Un rechazo muy significativo, en definitiva. Un símbolo de la incompatibilidad entre dos visiones del mundo, dos aproximaciones a la fama y a la imagen. Por un lado, Warhol, el maestro del Pop Art, que intentó convertir todo en un icono pop, tratando de aplanar las diferencias entre cultura y consumismo; por otro, Trump, un hombre de negocios que veía el mundo en términos de éxito y fracaso, de lujo y poder económico. El rechazo de Trump también es interesante porque quizá subraye un elemento contradictorio en el arte de Warhol: a pesar de ser un artista que celebraba la superficialidad y la obsesión por la fama, Warhol no logró entender del todo el nuevo lenguaje de la apariencia encarnado por una figura como Trump.
Las serigrafías realizadas para Trump fueron uno de los últimos encargos en los que trabajó Warhol antes de su muerte en 1987. A pesar del rechazo del magnate, estas obras han sobrevivido como prueba de un encuentro que, de alguna manera, capturó el espíritu de los años 80 y la compleja relación entre arte y poder. Por lo que sabemos, la colaboración se interrumpió. Warhol debió de negarse a rehacer las obras plegándose a las ideas de Trump. Sin embargo, a pesar de su decepción, esperaba obtener algo más del magnate. Según leemos en su diario, Warhol esperaba que al menos la señora Trump, Ivana, le encargara un retrato. Pero no fue así. Ambos volvieron a verse en casa de Roy Cohn, el 26 de febrero de 1983. La incomodidad era evidente: “Ivana Trump”, leemos en el diario de Warhol, “estaba allí, y cuando me vio se sintió avergonzada, y dijo: ’Oh, ¿qué ha pasado entonces con esas obras?’, y yo ya tenía en mente un discurso para contárselo, pero estaba indeciso sobre si soltarlo o no, y ella intentaba alejarse, y finalmente lo hizo”.

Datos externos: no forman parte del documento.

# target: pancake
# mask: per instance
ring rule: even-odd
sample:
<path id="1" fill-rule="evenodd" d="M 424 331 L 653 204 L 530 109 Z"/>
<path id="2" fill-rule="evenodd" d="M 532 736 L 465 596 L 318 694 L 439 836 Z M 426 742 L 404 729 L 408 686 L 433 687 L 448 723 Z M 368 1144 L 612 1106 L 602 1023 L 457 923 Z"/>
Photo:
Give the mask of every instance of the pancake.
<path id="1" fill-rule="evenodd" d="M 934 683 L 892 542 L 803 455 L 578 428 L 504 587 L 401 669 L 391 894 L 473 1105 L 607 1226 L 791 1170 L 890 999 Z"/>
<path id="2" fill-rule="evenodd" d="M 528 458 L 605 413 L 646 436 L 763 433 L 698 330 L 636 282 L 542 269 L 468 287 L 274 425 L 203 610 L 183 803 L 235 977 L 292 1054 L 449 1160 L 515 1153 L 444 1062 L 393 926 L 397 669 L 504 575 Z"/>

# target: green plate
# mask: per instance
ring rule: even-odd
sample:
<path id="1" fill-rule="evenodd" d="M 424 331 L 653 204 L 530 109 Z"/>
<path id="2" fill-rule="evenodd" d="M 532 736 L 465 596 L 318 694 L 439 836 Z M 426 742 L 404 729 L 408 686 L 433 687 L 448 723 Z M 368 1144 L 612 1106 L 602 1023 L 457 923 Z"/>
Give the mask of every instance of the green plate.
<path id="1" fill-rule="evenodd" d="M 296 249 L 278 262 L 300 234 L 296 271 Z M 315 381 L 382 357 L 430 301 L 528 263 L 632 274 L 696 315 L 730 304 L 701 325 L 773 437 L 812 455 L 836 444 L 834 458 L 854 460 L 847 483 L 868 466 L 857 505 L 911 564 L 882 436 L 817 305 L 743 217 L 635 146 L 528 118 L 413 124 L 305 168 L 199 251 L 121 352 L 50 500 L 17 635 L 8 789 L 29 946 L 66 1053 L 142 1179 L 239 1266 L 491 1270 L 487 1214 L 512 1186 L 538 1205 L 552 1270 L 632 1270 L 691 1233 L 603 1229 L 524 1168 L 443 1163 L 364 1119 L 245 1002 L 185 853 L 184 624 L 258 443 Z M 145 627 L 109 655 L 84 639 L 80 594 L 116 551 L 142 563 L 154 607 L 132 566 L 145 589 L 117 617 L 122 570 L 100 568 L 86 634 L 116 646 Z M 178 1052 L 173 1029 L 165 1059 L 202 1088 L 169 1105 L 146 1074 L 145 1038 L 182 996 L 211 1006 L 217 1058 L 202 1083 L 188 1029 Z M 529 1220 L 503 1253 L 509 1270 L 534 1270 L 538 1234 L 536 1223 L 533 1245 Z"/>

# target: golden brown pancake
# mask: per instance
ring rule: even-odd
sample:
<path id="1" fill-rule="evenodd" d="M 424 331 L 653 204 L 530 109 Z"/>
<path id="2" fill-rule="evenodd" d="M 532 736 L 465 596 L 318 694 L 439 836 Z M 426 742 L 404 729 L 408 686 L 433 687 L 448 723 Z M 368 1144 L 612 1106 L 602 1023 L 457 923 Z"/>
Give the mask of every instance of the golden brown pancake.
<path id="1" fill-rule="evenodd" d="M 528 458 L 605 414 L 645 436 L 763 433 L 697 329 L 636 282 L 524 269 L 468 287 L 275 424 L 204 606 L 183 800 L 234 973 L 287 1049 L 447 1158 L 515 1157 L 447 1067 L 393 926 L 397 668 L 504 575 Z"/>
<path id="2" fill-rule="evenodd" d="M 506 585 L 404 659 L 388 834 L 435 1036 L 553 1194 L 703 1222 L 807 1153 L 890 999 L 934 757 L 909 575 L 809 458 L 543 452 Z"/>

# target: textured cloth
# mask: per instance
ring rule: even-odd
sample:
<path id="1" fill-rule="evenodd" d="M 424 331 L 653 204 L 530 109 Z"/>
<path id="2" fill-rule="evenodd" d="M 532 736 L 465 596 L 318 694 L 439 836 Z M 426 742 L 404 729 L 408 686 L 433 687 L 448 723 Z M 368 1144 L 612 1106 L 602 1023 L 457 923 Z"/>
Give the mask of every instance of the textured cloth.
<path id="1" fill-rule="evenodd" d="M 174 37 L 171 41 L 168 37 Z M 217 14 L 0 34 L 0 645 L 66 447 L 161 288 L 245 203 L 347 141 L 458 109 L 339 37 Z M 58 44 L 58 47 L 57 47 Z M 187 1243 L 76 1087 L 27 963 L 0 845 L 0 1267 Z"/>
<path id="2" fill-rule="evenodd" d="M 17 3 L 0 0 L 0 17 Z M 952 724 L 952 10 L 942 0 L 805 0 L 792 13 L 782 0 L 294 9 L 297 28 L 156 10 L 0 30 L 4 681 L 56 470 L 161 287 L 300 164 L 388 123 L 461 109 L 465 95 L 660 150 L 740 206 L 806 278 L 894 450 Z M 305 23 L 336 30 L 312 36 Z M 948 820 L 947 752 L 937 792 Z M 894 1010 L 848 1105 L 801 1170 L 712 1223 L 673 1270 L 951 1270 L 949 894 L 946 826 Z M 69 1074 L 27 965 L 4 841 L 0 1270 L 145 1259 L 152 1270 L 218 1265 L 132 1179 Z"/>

Warhol apenas se había contenido. Y le había dolido bastante. El 15 de enero de 1984, el artista se tomó una pequeña venganza. Había sido elegido como jurado de las selecciones de animadoras de los New Jersey Generals, un equipo de fútbol americano que acababa de ser comprado por Trump. La cita del jurado era a las 12 del mediodía en la Torre Trump. “Me tomé mi tiempo, fui a la iglesia y finalmente me presenté sobre las dos. Es que sigo odiando a la gente de Trump porque nunca compraron los cuadros que hice de la Torre Trump. Así que aparecí cuando ya iban por su 50ª chica y sólo les quedaban 20 más”. Warhol no volvería a tratar con Donald Trump y su mujer.
¿Qué pasó entonces con las ocho obras de la serie Rascacielos de Nueva York? Dos se quedaron con el artista, y ahora son propiedad de la fundación que gestiona su legado: están en el Museo Warhol de Pittsburgh. Otras seis acabaron en colecciones privadas. Lo mismo ocurre con los bocetos, que también acabaron en el mercado. El único de los ocho lienzos que ha reaparecido en el mercado es el de la subasta de Phillips del 19 de noviembre de 2024, una obra estimada entre 500.000 y 700.000 dólares: la compró el marchante suizo Bruno Bischofberger, de quien luego pasó a una colección privada. El público pudo verla en 2001 en la exposición Gems & Skyscrapers que el marchante organizó en su galería de Zúrich. Después de eso, ninguna otra salida pública para la Torre Trump de Warhol. Y quizá el artista nunca imaginó que el millonario tacaño, como le parecía a él, llegaría a ser presidente de Estados Unidos dos veces.